Initially, that was because I no longer had an answer.

“What do you do?” people would ask me when I was 41, 42, 43, 44.

“You know, I’m trying to figure that out,” I’d say. “There are so many possibilities, I’m really not sure which is the right one for me.”

Blank stare. “Oh, I thought you were still in politics. Well, can you still give me a check for Candidate X?” When I explained that I no longer had neither an idea of what I was doing nor money, the blank stare would turn into the back of the head as the questioner made a mad dash for the other side of the room.

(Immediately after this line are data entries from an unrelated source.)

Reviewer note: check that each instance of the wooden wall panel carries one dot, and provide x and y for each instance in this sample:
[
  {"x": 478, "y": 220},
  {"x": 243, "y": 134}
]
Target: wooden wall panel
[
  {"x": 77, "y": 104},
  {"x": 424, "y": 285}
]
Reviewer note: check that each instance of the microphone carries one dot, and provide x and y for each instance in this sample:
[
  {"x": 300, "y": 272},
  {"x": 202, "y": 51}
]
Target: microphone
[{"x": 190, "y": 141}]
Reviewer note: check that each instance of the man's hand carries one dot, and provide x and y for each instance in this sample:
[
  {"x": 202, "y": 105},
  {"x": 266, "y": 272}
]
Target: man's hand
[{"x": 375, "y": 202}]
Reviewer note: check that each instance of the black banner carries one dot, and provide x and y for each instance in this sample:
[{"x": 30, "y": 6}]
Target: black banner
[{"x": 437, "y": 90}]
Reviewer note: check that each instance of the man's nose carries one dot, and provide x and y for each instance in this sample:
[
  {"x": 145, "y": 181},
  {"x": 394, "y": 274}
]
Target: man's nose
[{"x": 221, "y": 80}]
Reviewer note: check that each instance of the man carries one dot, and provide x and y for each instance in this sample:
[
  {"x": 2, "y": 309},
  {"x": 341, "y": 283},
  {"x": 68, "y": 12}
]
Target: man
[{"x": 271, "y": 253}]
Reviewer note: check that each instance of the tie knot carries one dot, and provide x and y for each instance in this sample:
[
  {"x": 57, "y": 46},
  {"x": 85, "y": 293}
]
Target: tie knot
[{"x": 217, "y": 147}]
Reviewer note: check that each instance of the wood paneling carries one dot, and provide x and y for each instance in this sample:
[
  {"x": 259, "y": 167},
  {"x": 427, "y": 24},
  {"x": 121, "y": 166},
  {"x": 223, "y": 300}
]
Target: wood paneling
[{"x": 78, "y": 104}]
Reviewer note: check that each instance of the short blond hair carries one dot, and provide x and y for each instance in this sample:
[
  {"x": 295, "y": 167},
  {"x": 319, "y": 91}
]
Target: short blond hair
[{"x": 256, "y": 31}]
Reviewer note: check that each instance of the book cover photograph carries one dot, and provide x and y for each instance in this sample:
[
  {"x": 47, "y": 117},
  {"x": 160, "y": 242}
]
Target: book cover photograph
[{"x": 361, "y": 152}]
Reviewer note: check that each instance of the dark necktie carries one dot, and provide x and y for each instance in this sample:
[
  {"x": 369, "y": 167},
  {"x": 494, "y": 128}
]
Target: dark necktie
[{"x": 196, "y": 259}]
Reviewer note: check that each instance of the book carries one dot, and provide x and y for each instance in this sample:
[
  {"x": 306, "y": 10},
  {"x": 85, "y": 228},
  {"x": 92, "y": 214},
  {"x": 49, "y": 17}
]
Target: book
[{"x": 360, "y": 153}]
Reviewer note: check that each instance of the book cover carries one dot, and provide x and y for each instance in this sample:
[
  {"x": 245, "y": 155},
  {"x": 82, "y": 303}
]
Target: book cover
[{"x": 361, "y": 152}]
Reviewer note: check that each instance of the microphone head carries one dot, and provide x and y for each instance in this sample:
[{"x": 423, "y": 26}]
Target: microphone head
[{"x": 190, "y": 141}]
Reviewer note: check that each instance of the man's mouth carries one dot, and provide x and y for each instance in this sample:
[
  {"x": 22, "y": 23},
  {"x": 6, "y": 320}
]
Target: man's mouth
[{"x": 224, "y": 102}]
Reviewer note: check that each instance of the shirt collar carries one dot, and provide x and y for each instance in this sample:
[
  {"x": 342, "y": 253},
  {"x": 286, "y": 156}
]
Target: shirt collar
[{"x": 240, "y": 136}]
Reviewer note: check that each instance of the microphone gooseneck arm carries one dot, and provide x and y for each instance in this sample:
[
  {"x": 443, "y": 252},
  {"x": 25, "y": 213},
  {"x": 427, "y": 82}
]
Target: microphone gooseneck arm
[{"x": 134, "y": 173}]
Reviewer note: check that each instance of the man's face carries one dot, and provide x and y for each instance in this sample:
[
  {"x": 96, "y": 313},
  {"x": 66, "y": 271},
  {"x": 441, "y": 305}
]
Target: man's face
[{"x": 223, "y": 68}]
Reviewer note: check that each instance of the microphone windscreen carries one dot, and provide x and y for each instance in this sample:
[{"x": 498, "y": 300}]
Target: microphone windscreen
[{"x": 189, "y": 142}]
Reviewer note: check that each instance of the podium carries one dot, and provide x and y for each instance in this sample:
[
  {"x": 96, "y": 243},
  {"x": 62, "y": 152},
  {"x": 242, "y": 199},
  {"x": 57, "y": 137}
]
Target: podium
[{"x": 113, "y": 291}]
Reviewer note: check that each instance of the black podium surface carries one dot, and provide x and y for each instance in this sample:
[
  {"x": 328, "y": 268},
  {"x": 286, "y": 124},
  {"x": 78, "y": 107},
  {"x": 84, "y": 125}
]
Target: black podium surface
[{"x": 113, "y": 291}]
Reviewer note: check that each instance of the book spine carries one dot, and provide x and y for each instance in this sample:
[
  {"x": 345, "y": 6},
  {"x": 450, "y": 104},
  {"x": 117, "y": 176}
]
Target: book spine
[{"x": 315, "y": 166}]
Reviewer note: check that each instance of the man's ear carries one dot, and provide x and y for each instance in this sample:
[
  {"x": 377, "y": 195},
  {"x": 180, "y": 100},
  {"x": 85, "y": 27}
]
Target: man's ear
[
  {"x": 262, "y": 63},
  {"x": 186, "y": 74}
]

Then, when I turned 45, 46, 47, 48, I again found an answer. Two actually. I was a shaman and I was a writer. People liked those answers because (a) it’s not everyday you meet a shaman and (b) deep down inside everyone wants to be a writer. I know because, whenever you tell someone you’re a writer the odds are great that they will respond not by asking about your writing but by telling you that their friends tell them they, too, should be a writer (even if they struggle with the concepts of complete sentences and subject/verb agreement).

But my answer no longer seemed enough. It seemed like I was trying to define myself in the space of a nametag (15 characters max, please). Worse, it seemed like my response was tied to product, to earning my keep as one particular cog in the very large wheel of society.

At the same time, you can’t avoid the question anymore than you can escape flies at a summer picnic.

So, what to do about “What do you do?”

Change how you respond. Break free of the tight conformity of conditioning and answer from a different perspective. One that addresses intent over purpose, motivation over money.

How did I do that? With a new answer. Ok, two. At first I tried, “I live.” But, good god, that’s about as imaginative as “What do you do?” Plus, it reeks of Gwyneth and her poop, excuse me, Goop.

Now, when people ask me what I do, I say, “I share.”

Because, in the end, isn’t that we all “do”?

We share.

We share our experiences. Our successes, our failures. We share what we have learned. The easy way and the hard way. Our beginnings, our endings and the life that comes between.

We share our stories.

Now that’s an answer I can get behind.